For WBD, having some of their shows on Tubi and Roku is not that big a deal. It’s just a handful of shows. Most of the massive library that WBD has is going to be on their own future FAST. It’s an incredibly evergreen library too, especially the Discovery and HGTV parts—a House Hunters International or Cake Boss episode from 2013 is not going to look all that different from one from 2023.
So yeah, they may lose a couple of hardcore FBOY Island fans to Tubi. But the dollars they are getting from those deals will more than make up for it.
For Roku, which doesn’t have its own legacy library to draw from the way Pluto TV does, and for Tubi which can only draw from Fox’s shows, having the WDB content is a way to set themselves apart and to establish they’re listening to their viewers by giving them more choices. It also gives them something to highlight in their promotions. (“Now on Tubi!” “Now on The Roku Channel!”)
Promotion is going to be key to the success of the FASTs too, because now that the market is settling, they need to be able attract the second wave of streaming viewers while retaining the first. That’s going to require old school TV marketing, touting the shows and movies they have on demand while promoting their more popular linear channels.
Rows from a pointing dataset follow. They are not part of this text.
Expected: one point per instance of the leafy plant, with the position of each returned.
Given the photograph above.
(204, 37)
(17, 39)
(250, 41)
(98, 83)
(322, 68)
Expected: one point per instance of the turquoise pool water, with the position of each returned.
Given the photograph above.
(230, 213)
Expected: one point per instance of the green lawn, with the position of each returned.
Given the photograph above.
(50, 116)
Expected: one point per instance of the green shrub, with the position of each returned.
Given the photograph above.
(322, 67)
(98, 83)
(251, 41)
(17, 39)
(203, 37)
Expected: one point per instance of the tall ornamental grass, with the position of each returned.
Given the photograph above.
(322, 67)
And news. Because the FASTs have rapidly begun acquiring a whole passel of local and national news options.
What You Need To Do About It
If you are one of the networks and you have a huge library of content, giving small pieces of it away is a smart move. It’s cash in your pocket, it’s free advertising and if 98 percent of your library is still living exclusively on your own FAST service, then no harm done.
If you are one of the FASTs not affiliated with a major media company, then you should definitely look into buying some shows from those companies. It’s unique content, it’s something to promote and it’s a much more effective (and cost-effective) retention tool than trying to create your own originals.
If you’re a consumer, this is good news all around. More of your favorite shows in more places. All for free.
If you’re an entrepreneur, a guide to what’s on all the FASTs (or at least a way to figure out which FASTs a particular show or movie is on) would be well-received. And if you already have such a thing (and I suspect there are several out there) then please let us know.